Sharp, clear footsteps alerted her that she was not alone. And turning her head, she spotted Roger. Their eyes met briefly. He gave her a searching look, before dropping down into the seat beside her. His mouth puckered like an old woman, digesting a sour prune, as his fingers found hers and she lost interest in the book.

Wary of his gaze, though, she kept her eyes averted. Pre-supposing that somehow he had heard about what had happened with her in math class, and had come to chide her. Hesitantly, she watched as his tongue moved inside his mouth, inspecting the top row of his teeth. And she inhaled, trying her best not to lay herself bare, as she let go and brushed flecks of dust, from her pants. “I’m really sorry about what happened,” she said, standing up. Her back facing him.

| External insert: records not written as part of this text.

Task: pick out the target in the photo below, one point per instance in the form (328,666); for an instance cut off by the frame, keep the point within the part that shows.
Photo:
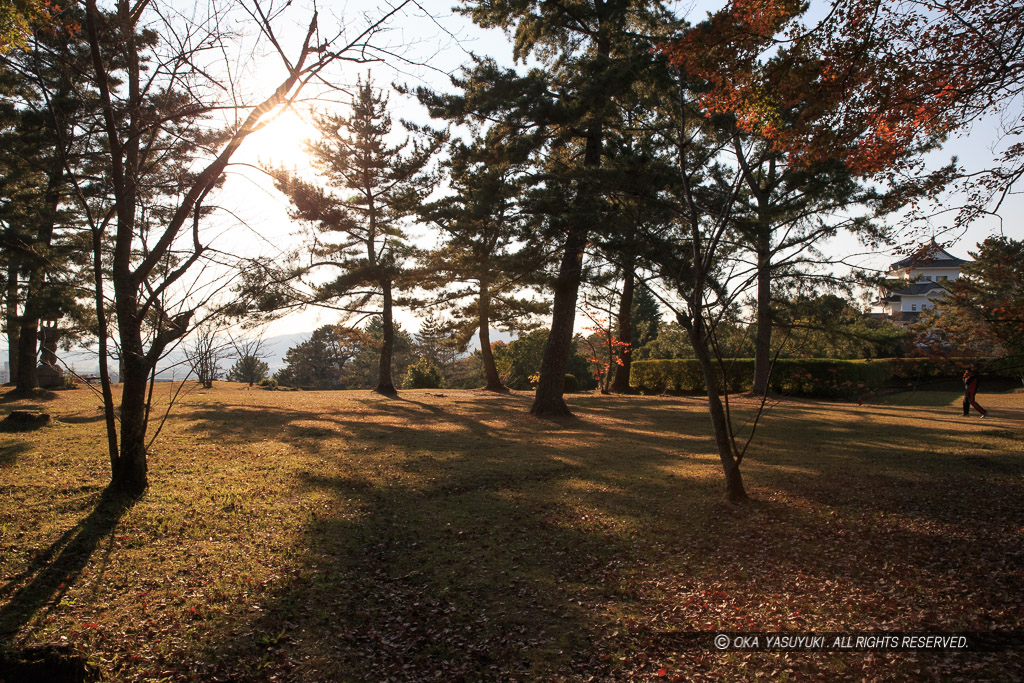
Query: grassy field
(449,536)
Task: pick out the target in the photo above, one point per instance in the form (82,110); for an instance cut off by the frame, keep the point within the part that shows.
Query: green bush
(800,377)
(423,375)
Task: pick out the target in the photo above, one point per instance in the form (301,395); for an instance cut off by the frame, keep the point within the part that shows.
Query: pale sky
(433,48)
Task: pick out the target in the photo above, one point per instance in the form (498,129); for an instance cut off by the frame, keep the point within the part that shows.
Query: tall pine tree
(372,187)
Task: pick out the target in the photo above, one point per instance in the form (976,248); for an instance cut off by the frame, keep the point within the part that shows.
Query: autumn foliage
(872,83)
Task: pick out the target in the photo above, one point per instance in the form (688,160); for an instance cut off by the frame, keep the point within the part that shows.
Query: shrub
(801,377)
(423,375)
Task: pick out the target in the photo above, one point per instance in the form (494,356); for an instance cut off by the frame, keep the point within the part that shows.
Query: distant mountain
(174,366)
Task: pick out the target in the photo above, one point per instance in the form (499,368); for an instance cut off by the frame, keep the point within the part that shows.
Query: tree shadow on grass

But instead of the gruff, condemning tone that she had expected, his voice was gentle. “You have nothing to be sorry about,” he said. His hands touching lightly against her face. “It was all me.” He shook his head. “I should have been there.”

She turned then, as his hands went around her waist. She breathed in his lemony scent, wondering briefly why he had made the trek to the bathroom, when she caught sight of the spectacles and couldn’t help laughing. Pulling them off gently, she leaned into him. “Is this why I never noticed you before?” she asked, folding them up. Her fingers caressing the edges of the smudged frame. He looked at her calmly, and shook his head. She continued, as though she had never been interrupted, “Why we’re doing this?”

Roger watched her, feeling somewhat vaguely confused. Wondering why it was starting to feel as if she could see through him. And his breath caught, because with the Nameless One it had always been best to keep things hidden. And he thought briefly of his father and aunt and how despite those two things she, Brandi, had always been his only concern. Looking over her head towards the door, he suppressed a groan and whispered, “No. I wasn’t that interesting.”

But Brandi kissed his cheek, as if telling him that that was something she found to be a bit unbelievable, and then he held out his palm and waited as she returned the spectacles. Something within him stirred and he looked at her almost contrite. Hoping that she would forgive him for what came next. “It’s like I said before.” He leaned closer and motioned towards the pendant. “We’re in this together.”

They embraced each other fully, and she stepped back feeling an electric charge pass through their bodies. A few paces away, Roger observed her with a grin as she placed a hand over her heart, as if like the pendant it’s ownership was the thing being disputed. She shook her head, meeting his eyes firmly. “Nobody can have it.” She pointed in his direction. “Not even you.”

“Good.” He raised his head, reassured. And she wondered if he could see through the door. “Especially with Mr. Perkins…” Brandi glanced back at him, waiting for an explanation as they waited for the bell to sound.

Roger straightened up. “Because he’s an ogre. Bully, and much worse than the guy at the party.” For a second or two Brandi gazed at her shoes, wondering what else? What was next? When Roger held up his world literature paper and showed her his F.

She could hardly believe it. Tore the paper from his grip and went around him in circles, feeling both elation and dread. As something in her stomach gnawed at her, again. Certain that if the tables were turned she would choose instead, to escape.

Sensing her misapprehension, he pulled her into a firm embrace. She didn’t need to know everything, he reasoned, deciding to keep his connection to Teresa and the man with the red cap to himself. Besides, that knowledge wouldn’t save her. Couldn’t help them. He kissed her cheek, knowing that she would be strong enough for the both of them. Knowing that if worst came to worst, the Nameless One would protect her, if he couldn’t.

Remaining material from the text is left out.